I’ll be the first to admit that I was never one of the faster people in our studio group. On many occasions I found myself racing to complete deliverables while a strategic few had already printed, mounted, and headed for a beer. I wasn’t alone in that position and I truly believe in many cases it just comes down to personality type. Many of us found ourselves over-thinking, then re-thinking, second-guessing, and over thinking some more.
One of my primary focuses for the past four years has been learning and training myself to improve upon the rate at which I complete tasks. Through critical self-analysis and close observation of some of my more successful peers, I have developed the below tips to improve upon speed and productivity.
Be honest with yourself about the level of complexity you can achieve in the given amount of time. Don’t lose sight of your current skill level. You do want to push your skills as far as they can go, but don’t forget about the consequences of not balancing your efforts.
As the saying goes: Put 80% of your effort in the most important 20% and 20% of your effort in the remaining 80%. As you begin your project determine what is the most important 20% and commit the majority of your time to that. Be rational: do not become fixated on stuff no one is going to notice. For example, in the first year of Architecture School no one is going to notice if you draw doors with perfect detail, or if a room is 10 square meters instead of 9 square meters. What they will notice is your idea and your ability to communicate it.
Make a decision. When trying to come up with the idea behind your project, set a time limit for yourself and stick to it. The minute you hit the first promising idea – take it and run. You will need to reserve as much time as possible to develop and market it. You could have the best idea in the world, but if you reserved no time at all to progress it and present it successfully, it’s strength may be lost.
Be selective of the critic suggestions you incorporate. Throughout the course of the project you may have many crits where you will receive a lot of feedback. Be selective of what feedback you decide to incorporate in your project. Even if all of it is incredibly valuable you will only have time to make the most important changes.
Write a list. Keep track of tasks by creating lists. As you complete things you can scratch items off and quickly move on to the next task without having to waste time thinking about your next move. This comes in particularly handy when you are sleep deprived and struggling to think clearly.
Prioritize and conquer one thing at a time. When you make a list, write numbers indicating the priority of each task. This way you can be sure to conquer the most important tasks first. If you reach your deadline prior to completing all deliverables you can eliminate the tasks listed as last priority and rest assured you’ve completed the most important items.
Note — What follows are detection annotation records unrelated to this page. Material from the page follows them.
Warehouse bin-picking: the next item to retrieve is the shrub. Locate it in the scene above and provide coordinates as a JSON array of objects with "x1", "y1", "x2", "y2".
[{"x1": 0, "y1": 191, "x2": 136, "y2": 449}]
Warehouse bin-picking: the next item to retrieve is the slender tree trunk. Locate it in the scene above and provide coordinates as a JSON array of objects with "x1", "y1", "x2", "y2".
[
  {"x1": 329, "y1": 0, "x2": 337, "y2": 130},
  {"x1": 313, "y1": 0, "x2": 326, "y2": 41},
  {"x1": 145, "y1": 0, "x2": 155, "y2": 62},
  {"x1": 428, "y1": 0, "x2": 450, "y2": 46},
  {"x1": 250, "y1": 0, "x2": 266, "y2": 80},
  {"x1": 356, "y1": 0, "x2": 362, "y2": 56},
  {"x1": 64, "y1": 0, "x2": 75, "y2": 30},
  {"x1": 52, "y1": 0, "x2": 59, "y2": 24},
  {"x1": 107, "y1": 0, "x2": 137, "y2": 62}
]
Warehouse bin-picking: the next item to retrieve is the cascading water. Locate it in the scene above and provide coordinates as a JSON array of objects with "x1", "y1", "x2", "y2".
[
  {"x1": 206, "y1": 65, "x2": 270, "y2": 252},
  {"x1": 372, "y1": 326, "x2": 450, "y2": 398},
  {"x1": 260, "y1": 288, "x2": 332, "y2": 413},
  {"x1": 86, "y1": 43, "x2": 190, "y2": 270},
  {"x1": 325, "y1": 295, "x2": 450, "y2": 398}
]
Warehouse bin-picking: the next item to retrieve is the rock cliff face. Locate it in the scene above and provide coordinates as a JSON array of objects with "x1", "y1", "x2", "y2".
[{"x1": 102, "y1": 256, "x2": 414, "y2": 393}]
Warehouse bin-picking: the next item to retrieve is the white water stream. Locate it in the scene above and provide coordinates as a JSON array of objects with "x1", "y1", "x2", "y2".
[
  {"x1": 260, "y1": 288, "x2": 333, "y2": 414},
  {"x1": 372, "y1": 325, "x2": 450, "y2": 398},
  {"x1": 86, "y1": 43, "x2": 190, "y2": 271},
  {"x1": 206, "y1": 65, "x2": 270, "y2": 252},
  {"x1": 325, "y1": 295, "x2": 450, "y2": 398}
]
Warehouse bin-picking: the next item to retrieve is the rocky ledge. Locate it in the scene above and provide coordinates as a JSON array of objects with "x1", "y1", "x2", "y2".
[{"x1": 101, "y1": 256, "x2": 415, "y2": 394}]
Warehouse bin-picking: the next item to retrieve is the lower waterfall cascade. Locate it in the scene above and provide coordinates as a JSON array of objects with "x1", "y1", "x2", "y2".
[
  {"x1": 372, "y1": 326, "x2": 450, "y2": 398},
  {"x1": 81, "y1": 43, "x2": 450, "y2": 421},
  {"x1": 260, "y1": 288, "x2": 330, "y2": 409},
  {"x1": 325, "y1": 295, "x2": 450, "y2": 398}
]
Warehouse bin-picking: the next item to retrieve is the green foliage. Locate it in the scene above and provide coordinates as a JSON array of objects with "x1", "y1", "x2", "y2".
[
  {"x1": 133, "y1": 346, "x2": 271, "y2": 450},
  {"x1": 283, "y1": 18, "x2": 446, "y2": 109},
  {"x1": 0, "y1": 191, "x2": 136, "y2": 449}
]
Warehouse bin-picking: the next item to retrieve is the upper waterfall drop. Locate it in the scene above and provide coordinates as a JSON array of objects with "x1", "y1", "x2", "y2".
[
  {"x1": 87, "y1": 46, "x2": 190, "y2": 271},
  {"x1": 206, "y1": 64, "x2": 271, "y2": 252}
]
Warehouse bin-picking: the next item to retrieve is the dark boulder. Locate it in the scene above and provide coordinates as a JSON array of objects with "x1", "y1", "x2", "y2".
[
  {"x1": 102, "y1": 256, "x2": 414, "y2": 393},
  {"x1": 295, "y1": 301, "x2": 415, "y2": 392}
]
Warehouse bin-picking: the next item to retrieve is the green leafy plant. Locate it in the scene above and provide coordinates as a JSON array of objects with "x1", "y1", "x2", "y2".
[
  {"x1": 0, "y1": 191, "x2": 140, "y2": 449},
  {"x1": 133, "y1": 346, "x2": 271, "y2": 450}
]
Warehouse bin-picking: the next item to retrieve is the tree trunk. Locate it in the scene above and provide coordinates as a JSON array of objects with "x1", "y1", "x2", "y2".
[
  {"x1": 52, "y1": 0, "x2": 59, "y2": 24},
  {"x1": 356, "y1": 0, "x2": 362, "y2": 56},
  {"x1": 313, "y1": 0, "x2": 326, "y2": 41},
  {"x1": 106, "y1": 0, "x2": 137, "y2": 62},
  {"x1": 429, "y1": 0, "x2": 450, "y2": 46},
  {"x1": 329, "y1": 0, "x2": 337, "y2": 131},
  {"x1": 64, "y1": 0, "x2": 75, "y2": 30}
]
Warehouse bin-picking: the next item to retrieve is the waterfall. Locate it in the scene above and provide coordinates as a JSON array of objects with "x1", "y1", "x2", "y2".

Set time limits. Within your list, write the estimated time that each task should take to complete. Then, write the actual start and end times, so you know if you’re on track. In the longer term this helps improve upon knowing how long particular tasks take.
As long as you keep speed and productivity as one of your main focuses during each project, you will become faster. It may take a fair bit of time, considering you’re attempting to re-shape a fundamental part of your personality, but you will improve.